Skip to main content


Reset A A Font size: Print

United States Court of Appeals, Ninth Circuit.

Wilfredo SANTOS CAMACHO, Petitioner, v. Merrick B. GARLAND, Attorney General, Respondent.

No. 19-70573

Decided: June 24, 2021

Before: SILVERMAN, WATFORD, and BENNETT, Circuit Judges. Erika Roman, Attorney, Law Offices of Erika Roman, Woodland Hills, CA, for Petitioner Shahrzad Baghai, Attorney, DOJ - U.S. Department of Justice, Civil Division/Office of Immigration Litigation, Washington, DC, Chief Counsel ICE, Office of the Chief Counsel, Department of Homeland Security, San Francisco, CA, for Respondent


Wilfredo Santos Camacho, a native and citizen of Mexico, petitions for review of the Board of Immigration Appeals’ order dismissing his appeal from an immigration judge's decision denying his application for deferral of removal under the Convention Against Torture (“CAT”). We have jurisdiction under 8 U.S.C. § 1252. We review for substantial evidence the agency's factual findings, applying the standards governing adverse credibility determinations under the REAL ID Act. Shrestha v. Holder, 590 F.3d 1034, 1039-40 (9th Cir. 2010). We deny the petition for review.

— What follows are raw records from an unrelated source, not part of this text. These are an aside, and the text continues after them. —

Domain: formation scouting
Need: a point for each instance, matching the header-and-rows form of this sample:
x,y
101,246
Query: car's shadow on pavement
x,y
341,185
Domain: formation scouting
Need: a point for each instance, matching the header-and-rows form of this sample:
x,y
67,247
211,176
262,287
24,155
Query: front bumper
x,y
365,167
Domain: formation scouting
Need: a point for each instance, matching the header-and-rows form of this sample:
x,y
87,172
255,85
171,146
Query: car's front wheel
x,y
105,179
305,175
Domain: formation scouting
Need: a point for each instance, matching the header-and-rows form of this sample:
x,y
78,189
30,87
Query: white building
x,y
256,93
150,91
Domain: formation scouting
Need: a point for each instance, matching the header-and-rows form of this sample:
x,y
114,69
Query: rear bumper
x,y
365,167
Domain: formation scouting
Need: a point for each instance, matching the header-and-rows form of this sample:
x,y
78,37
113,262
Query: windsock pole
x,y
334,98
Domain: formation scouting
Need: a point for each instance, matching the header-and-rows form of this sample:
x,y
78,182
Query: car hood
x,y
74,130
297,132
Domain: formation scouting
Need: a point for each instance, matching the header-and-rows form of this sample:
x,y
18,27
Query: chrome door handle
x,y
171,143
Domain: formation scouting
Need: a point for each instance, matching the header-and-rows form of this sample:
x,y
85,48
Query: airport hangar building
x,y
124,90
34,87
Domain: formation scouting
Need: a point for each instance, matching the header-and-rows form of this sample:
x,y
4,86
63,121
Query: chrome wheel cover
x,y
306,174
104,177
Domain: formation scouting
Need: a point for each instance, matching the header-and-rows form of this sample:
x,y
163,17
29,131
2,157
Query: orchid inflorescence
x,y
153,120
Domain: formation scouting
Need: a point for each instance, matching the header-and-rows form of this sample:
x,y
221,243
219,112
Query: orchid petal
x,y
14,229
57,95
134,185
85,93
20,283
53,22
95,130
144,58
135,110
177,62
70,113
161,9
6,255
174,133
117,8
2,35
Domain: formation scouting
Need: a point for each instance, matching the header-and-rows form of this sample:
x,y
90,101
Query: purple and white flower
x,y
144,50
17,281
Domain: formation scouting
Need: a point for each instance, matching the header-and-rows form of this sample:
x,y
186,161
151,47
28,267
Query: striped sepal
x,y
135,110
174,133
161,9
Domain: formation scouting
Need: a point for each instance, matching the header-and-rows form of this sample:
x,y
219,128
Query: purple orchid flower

Substantial evidence supports the agency's adverse credibility determination based on inconsistencies in Santos Camacho's testimony as to the circumstances of his cousin's murder and which family members reside in Mexico, and inconsistencies between his testimony and documentary evidence as to his entries to and departures from the United States. See Shrestha, 590 F.3d at 1048 (adverse credibility determination reasonable under “the totality of the circumstances”). Santos Camacho's explanations do not compel a contrary conclusion. See Lata v. INS, 204 F.3d 1241, 1245 (9th Cir. 2000).

Substantial evidence also supports the agency's denial of Santos Camacho's CAT claim because it was based on the same testimony the agency found not credible, and Santos Camacho does not point to any other evidence in the record that compels the conclusion that it is more likely than not he would be tortured by or with the consent or acquiescence of the government if returned to Mexico. See Shrestha, 590 F.3d at 1048-49.